Park Quotes (10 quotes)
As our cities and suburbs relentlessly expand, those priceless open spaces needed for recreation areas accessible to their people are swallowed up—often forever. Unless we preserve these spaces while they are still available, we will have none to preserve. Therefore, I shall propose new financing methods for purchasing open space and parklands now, before they are lost to us.
I believe it’s worth emphasizing that a scientist and a graduate student in college, and a kid in grammar school all can start with understanding something new by exploring even the simplest and most common forms of life you find right in the heart of the city. Along a fringe of a street, along the edges and into a city park, is a multitude of species, of associations, of phenomena going on that scientists themselves have not fully come to understand.
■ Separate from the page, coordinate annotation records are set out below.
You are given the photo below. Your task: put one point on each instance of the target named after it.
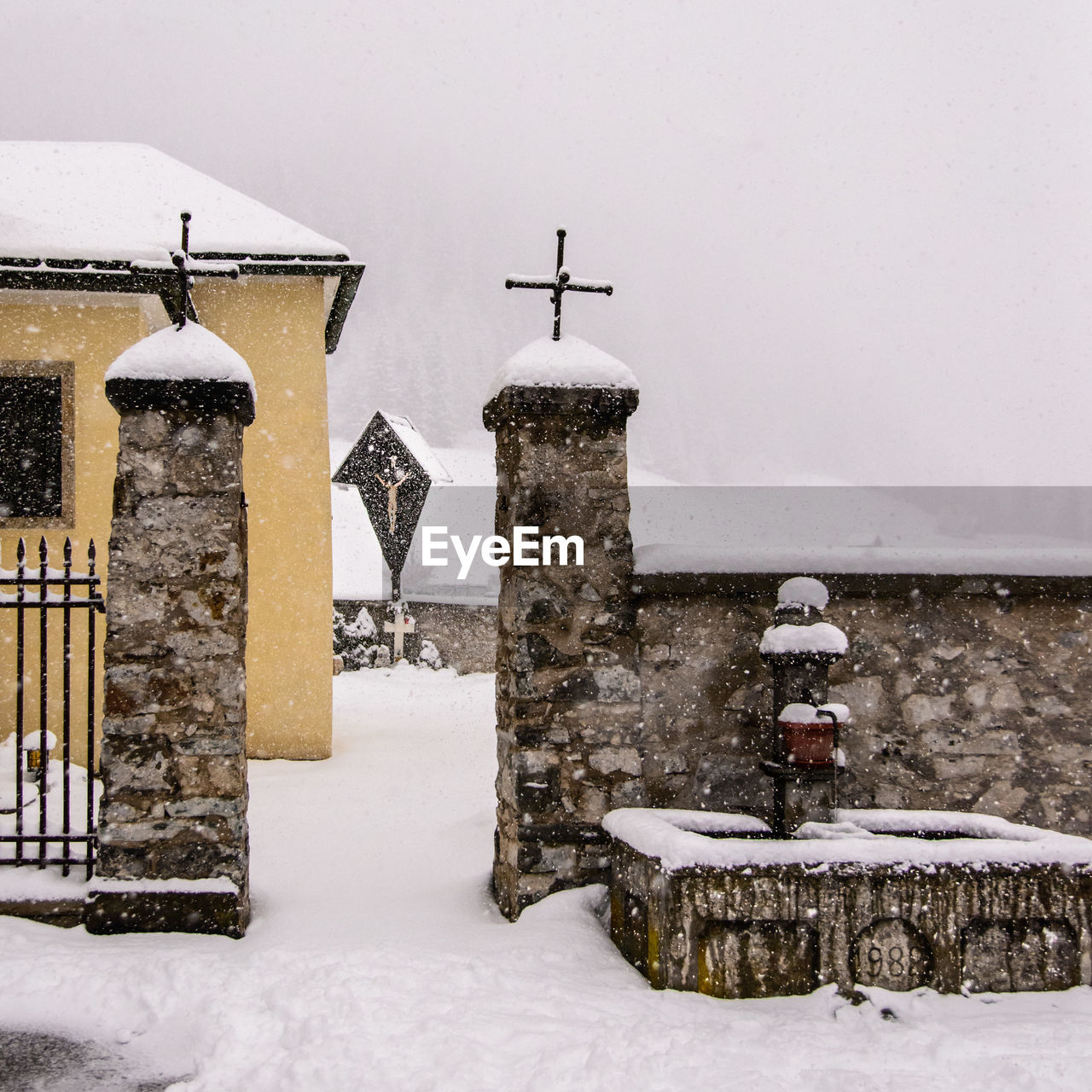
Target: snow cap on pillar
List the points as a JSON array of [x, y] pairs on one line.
[[558, 375], [186, 365]]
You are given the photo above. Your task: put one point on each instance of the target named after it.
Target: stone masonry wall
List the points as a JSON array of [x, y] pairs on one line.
[[967, 694], [566, 687], [174, 765]]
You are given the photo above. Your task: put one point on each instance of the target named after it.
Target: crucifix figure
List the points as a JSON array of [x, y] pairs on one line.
[[561, 283], [392, 491], [400, 627]]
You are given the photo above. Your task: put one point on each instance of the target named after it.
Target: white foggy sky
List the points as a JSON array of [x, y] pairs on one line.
[[846, 238]]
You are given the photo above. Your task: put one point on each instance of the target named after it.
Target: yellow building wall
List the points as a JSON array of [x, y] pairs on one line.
[[276, 324]]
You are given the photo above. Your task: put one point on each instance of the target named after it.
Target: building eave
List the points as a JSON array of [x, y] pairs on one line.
[[71, 274]]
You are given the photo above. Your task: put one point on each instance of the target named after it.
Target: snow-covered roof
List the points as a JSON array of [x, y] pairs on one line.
[[569, 362], [188, 351], [121, 202]]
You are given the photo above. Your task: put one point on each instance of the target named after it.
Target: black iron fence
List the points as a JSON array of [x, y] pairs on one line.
[[47, 799]]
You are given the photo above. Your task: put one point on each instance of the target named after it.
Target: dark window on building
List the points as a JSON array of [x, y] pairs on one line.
[[32, 447]]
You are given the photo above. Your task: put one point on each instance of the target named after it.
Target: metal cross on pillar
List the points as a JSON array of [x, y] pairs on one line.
[[179, 259], [561, 283], [400, 627]]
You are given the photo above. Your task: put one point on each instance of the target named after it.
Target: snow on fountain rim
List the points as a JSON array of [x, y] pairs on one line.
[[188, 353], [870, 837], [569, 362]]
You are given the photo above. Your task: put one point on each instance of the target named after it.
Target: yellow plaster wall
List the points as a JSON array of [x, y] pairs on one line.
[[276, 323]]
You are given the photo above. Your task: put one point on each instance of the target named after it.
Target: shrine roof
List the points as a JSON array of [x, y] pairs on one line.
[[120, 202]]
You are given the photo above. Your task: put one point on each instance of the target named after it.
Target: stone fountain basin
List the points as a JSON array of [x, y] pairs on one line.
[[712, 902]]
I remember discussions with Bohr which went through many hours till very late at night and ended almost in despair; and when at the end of the discussion I went alone for a walk in the neighboring park I repeated to myself again and again the question: Can nature possibly be as absurd as it seemed to us in these atomic experiments?
I think that each town should have a park, or rather a primitive forest, of five hundred or a thousand acres, either in one body or several, where a stick should never be cut for fuel, nor for the navy, nor to make wagons, but stand and decay for higher uses—a common possession forever, for instruction and recreation. All Walden Wood might have been reserved, with Walden in the midst of it.
Is a park any better than a coal mine? What’s a mountain got that a slag pile hasn’t? What would you rather have in your garden—an almond tree or an oil well?
It is a better world with some buffalo left in it, a richer world with some gorgeous canyons unmarred by signboards, hot-dog stands, super highways, or high-tension lines, undrowned by power or irrigation reservoirs. If we preserved as parks only those places that have no economic possibilities, we would have no parks. And in the decades to come, it will not be only the buffalo and the trumpeter swan who need sanctuaries. Our own species is going to need them too.
It needs them now.
Life is a journey, but don’t worry, you’ll find a parking spot at the end.
Search your parks in all your cities, you’ll find no statues of committees.
The silence of a shut park does not sound like the country silence; it is tense and confined.
When my parents moved to Washington with me as a 9-year-old, when my father had a temporary job in the government, I found myself five blocks from the National Zoo and just beyond Rock Creek Park. And so while I was going through the end of grammar school, I proceeded to spend all of my time in that zoo and then exploring Rock Creek Park. And I became then and there a lifetime professional scientific naturalist…. Seeing people who are actually engaged and studying it and treasuring it and making a lot of it was just enough to make me want to study any subject so that I could be like one of them.